“Billiard Player Song” ferociously introduced Shellac to the world
In Hear This, A.V. Club writers sing the praises of songs they know well—some inspired by a weekly theme and some not, but always songs worth hearing.
Twenty years ago this October, Shellac announced itself to the world with a three-song 7-inch on Touch And Go Records entitled The Rude Gesture: A Pictorial History. Guitarist-vocalist Steve Albini had been an outspoken presence in independent music for more than a decade by that point, and Shellac wouldn’t stray from the abrasive, biting style of his shorter-lived previous bands, Big Black and Rapeman. But Albini would find a lasting home in Shellac, thanks to the chemistry he has with drummer Todd Trainer and bassist Bob Weston. The three of them together create a sound that is unmistakably their own, as unique as a fingerprint: Albini’s tinny, twisted guitar and everyman voice, Trainer’s thunderous drumming, and Weston’s huge-sounding bass, which locks in with Trainer for one of the best rhythm sections in rock.
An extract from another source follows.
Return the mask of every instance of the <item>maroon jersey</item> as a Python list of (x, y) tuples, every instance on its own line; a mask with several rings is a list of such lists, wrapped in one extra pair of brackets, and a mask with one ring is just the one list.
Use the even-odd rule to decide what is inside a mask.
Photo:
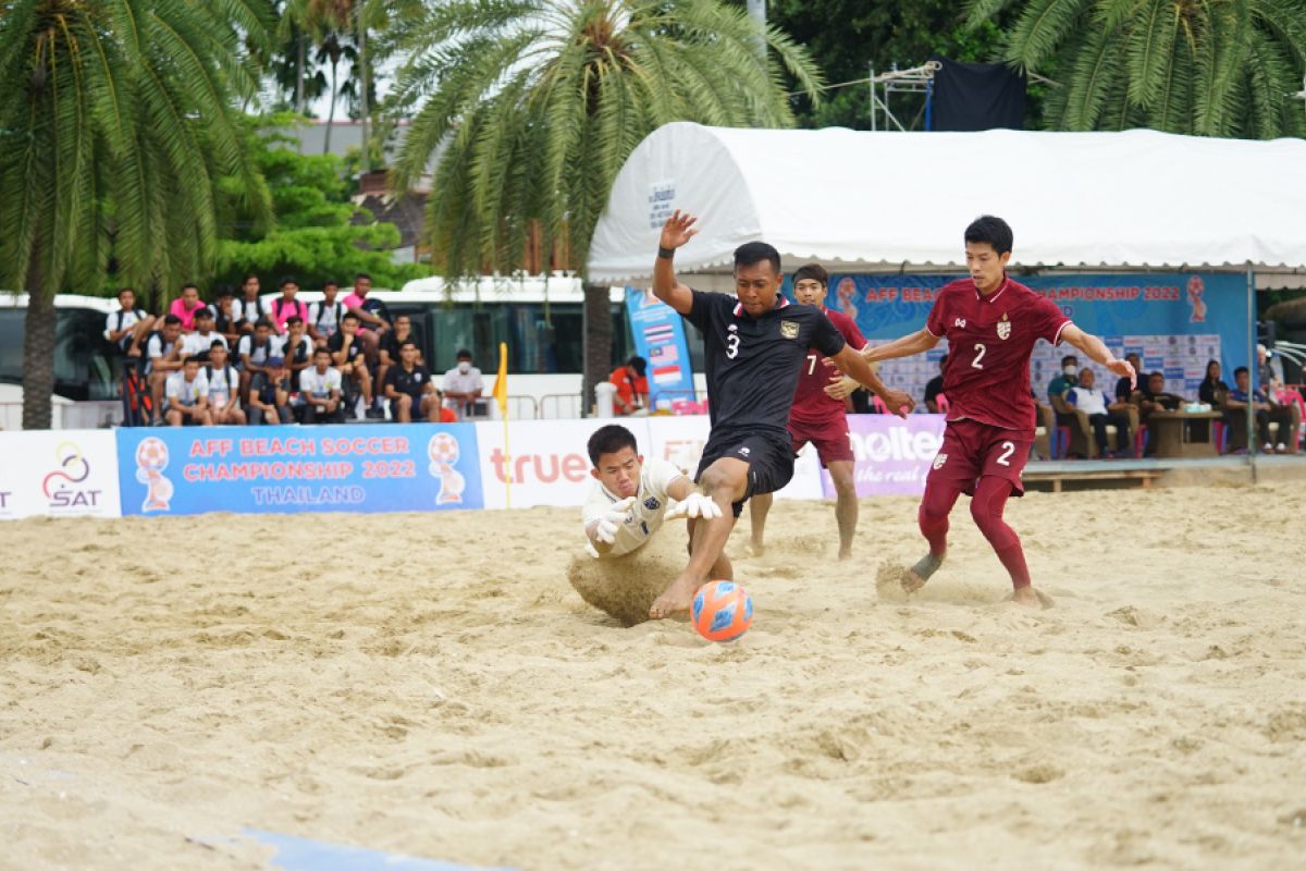
[[(821, 308), (829, 323), (844, 334), (844, 341), (853, 346), (854, 351), (866, 347), (866, 338), (857, 329), (857, 324), (844, 312)], [(838, 370), (827, 366), (821, 360), (825, 355), (814, 347), (807, 349), (803, 358), (803, 371), (798, 376), (798, 387), (794, 389), (794, 407), (789, 410), (791, 420), (803, 423), (825, 423), (844, 417), (844, 400), (836, 400), (825, 393), (832, 377), (838, 375)]]
[(970, 278), (940, 290), (925, 328), (948, 340), (948, 420), (978, 420), (1033, 439), (1029, 355), (1041, 338), (1060, 342), (1068, 324), (1055, 303), (1011, 278), (989, 296)]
It’s all there on the ferocious “Billiard Player Song,” which closes The Rude Gesture. Albini’s stuttering guitar opens before Trainer and Weston join, but shortly after everything kicks in, it all slows to a crawl, as Trainer punctuates and embellishes Albini’s and Weston’s breaks. The song lurches back and forth repeatedly as Albini describes another one of his damaged male protagonists. (Much of Shellac’s catalogue fits thematically under “the evil that men do.”) “He lied to her,” Albini barks at the end of the song. “He lied to her, with a perfectly straight face / She believed him.”
Twenty years later, “Billiard Player Song” qualifies as one of Shellac’s more straight-forward songs; it doesn’t quite have a verse-chorus structure, but it doesn’t veer into the repetitive minimalism (like “Didn’t We Deserve A Look At You The Way You Really Are” from 1998’s Terraform), bizarre conceptualism (like “New Number Order” from 2000’s 1,000 Hurts), or general esoterica that Shellac has gleefully explored over its subsequent albums. But “Billiard Player Song” remains a staple of live performances, and one of the finest songs in Shellac’s catalogue.